Nicolay is a busy bee. Projects with Phonte (Little Brother), Kay, productions for a big number of artists and a lot of (instrumental) releases. Time to check what’s happening in Nicolay’s studio as we speak.
According to Nicolay, best known as one half of Foreign Exchange (with Phonte of the North Carolina group Little Brother), many “producers” don’t deserve their title. Well, if anyone has room to talk, it’s him releasing superb efforts every year since 2004’s Foreign Exchange ‘Connected’ sonically recreating a soulful blend of hip hop/house and jazz. Now, being at the helm of a new label along with a new release, Nicolay had a chance to talk it up about the future for him and his take on the industry.
Preview: Panacea – Pops Said (Nicolay Remix)
Tell us about yourself and what it is that you do?
My name is Nicolay and I am a producer/musician originally from The Netherlands, Europe and currently living and working in North Carolina.
What instruments do you play and who have you played for/with?
I play keyboards/synthesizers, guitars, bass and drums. Most people know me as one half of The Foreign Exchange and outside of that and my own albums I have produced music with and for Little Brother, Median, Supastition, Kay of The Foundation, Darien Brockington, Oh No, Yahzarah, Sy Smith, Strange Fruit Project, Stokley Williams of Mint Condition, Chip Fu, EMC, Zion I, Roy Ayers, Bob James, Jaguar Wright and many many more.
Being from the Netherlands, do you see a difference between how hip hop is seen there as opposed to the states?
I get that question a lot but really I always have a hard time answering it, mainly because for me personally there is not a lot of difference. Yes and no. On the one hand, Europe is very much focussed on the USA when it comes to movies, music, fashion, etc. but on the other hand, Europe does seem to have a little bit more of appreciation for the original aspects of the art-form.
So many people complain about what they don’t like about hip hop music, what is it that you love about it?
Honestly, I don’t necessarily consider myself strictly a hip-hop artist or producer. Hip-hop does seem to be one of the red threads that runs through my music, though, but so are soul, so many people are complaini jazz, dance, down-tempo, etc. I think the number one reason that so much right now is the large number of subpar releases, but it’s never too late to turn it around.
How do you feel about the future of music and record labels etc.?

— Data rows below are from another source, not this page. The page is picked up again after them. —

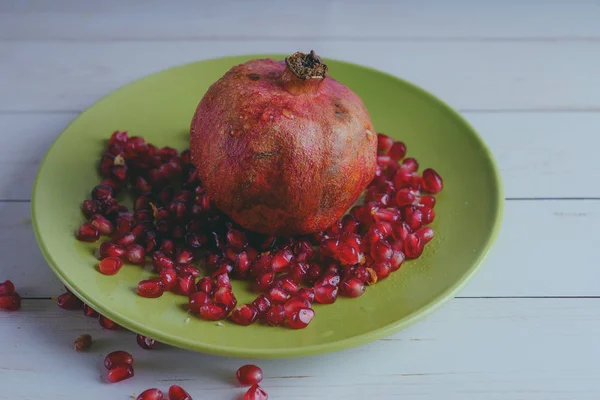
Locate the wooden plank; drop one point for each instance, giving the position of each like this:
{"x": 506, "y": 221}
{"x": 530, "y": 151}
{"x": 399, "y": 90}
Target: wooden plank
{"x": 545, "y": 248}
{"x": 553, "y": 76}
{"x": 539, "y": 154}
{"x": 352, "y": 20}
{"x": 534, "y": 349}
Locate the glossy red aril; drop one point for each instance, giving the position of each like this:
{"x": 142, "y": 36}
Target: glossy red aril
{"x": 244, "y": 315}
{"x": 88, "y": 232}
{"x": 119, "y": 373}
{"x": 300, "y": 318}
{"x": 249, "y": 375}
{"x": 261, "y": 304}
{"x": 10, "y": 302}
{"x": 224, "y": 295}
{"x": 295, "y": 303}
{"x": 178, "y": 393}
{"x": 151, "y": 394}
{"x": 213, "y": 312}
{"x": 145, "y": 342}
{"x": 135, "y": 254}
{"x": 169, "y": 278}
{"x": 325, "y": 294}
{"x": 425, "y": 233}
{"x": 68, "y": 301}
{"x": 352, "y": 287}
{"x": 255, "y": 393}
{"x": 197, "y": 300}
{"x": 7, "y": 287}
{"x": 108, "y": 249}
{"x": 432, "y": 181}
{"x": 150, "y": 288}
{"x": 275, "y": 316}
{"x": 110, "y": 265}
{"x": 101, "y": 223}
{"x": 413, "y": 246}
{"x": 117, "y": 358}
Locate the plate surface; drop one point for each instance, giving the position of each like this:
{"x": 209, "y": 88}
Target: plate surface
{"x": 159, "y": 108}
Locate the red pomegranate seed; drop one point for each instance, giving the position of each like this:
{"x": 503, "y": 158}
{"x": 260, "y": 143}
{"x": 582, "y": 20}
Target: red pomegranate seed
{"x": 150, "y": 394}
{"x": 89, "y": 311}
{"x": 382, "y": 269}
{"x": 326, "y": 294}
{"x": 410, "y": 165}
{"x": 111, "y": 250}
{"x": 425, "y": 233}
{"x": 161, "y": 261}
{"x": 178, "y": 393}
{"x": 119, "y": 373}
{"x": 224, "y": 296}
{"x": 413, "y": 246}
{"x": 150, "y": 288}
{"x": 352, "y": 287}
{"x": 384, "y": 143}
{"x": 206, "y": 285}
{"x": 107, "y": 323}
{"x": 135, "y": 254}
{"x": 249, "y": 375}
{"x": 396, "y": 260}
{"x": 275, "y": 316}
{"x": 10, "y": 302}
{"x": 381, "y": 251}
{"x": 432, "y": 181}
{"x": 168, "y": 277}
{"x": 386, "y": 215}
{"x": 213, "y": 312}
{"x": 428, "y": 201}
{"x": 110, "y": 265}
{"x": 145, "y": 342}
{"x": 68, "y": 301}
{"x": 88, "y": 232}
{"x": 398, "y": 151}
{"x": 7, "y": 287}
{"x": 197, "y": 300}
{"x": 244, "y": 315}
{"x": 185, "y": 285}
{"x": 261, "y": 304}
{"x": 103, "y": 225}
{"x": 222, "y": 281}
{"x": 281, "y": 260}
{"x": 428, "y": 215}
{"x": 300, "y": 318}
{"x": 184, "y": 257}
{"x": 295, "y": 303}
{"x": 278, "y": 295}
{"x": 124, "y": 239}
{"x": 117, "y": 358}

I think that we can all see clearly that the future of music will more than likely not include any traditional major record labels. More and more major and not-so-major artists are either going the ‘indie’ route or releasing their product themselves, as they no longer really need a label to reach their core fan-base. A lot of major labels and music execs have really placed themselves ‘outside’ of the music by being obsessed with SoundScan and other numbers that say nothing about the quality of the music and, if you ask me, and they are presented with the bill right now.
Tell us about your new imprint, and some of your plans to make sure that you can overcome some of the hurdles that seem to be effecting the music industry.
The most recent (and last) experience I had with a record label while releasing my HERE album (2006) was not a positive one, and so I wanted make a change and be responsible myself rather than having to depend on other people. I have felt for a while now that I could do a better job myself and keep the money that the label would normally take, and now I get to put my money where my mouth is. We are focussing all of our efforts on one release at a time, and hopefully that will keep us in a good course. So far it has been going very well.
Other than live instrumentation, what do you use when making beats?
I have always been a PC dude, since day one I have mainly used this free program called Modplug Tracker to do all of the sequencing. I currently record, edit and mix in Pro Tools.
How do you feel about the new Foreign Exchange album? Also, was their anything different this time in creating it as the last one?
The album is done with 11songs. There’s a lot of things that are different about this second album (none of which I can comment on right now), but one thing has stayed the same: we are still working on it via the internet.
Greatest advice you’ve ever gotten concerning your music?
Get educated. Even though I didn’t always enjoy it at the time I am very thankful that I got to learn music theory the way I did. Never think you know everything. There’s always something new to learn.
Is it a struggle to do music full-time? What made you finally make that plunge?
Of course it’s a struggle, and it depends on your ability to “hustle” whether you’ll sink or swim. I decided to stay working my dayjob for as long as I could, and so I worked a regular 9 to 5 all the way up to December 31st of 2004, when things were going well enough for me to support myself with the music. I quit January 1st, and have not looked back since. It’s probably easier for a producer than for an emcee as there’s many different things that I can try and exploit, from productions and remixes for others to your own albums to DJ gigs, etc.
Ideal scenario what would it be concerning your music?
My ideal scenario would be to be able to do this for life, until my very last day.
To up and coming producers/mcs attempting to get heard, what advice do you have?
Learn to play an instrument. Learn about arranging for different size ensembles. School yourself on recording techniques, EQing, compressing, etc. A lot of cats “claim” to be producers, but very few actually deserve the term.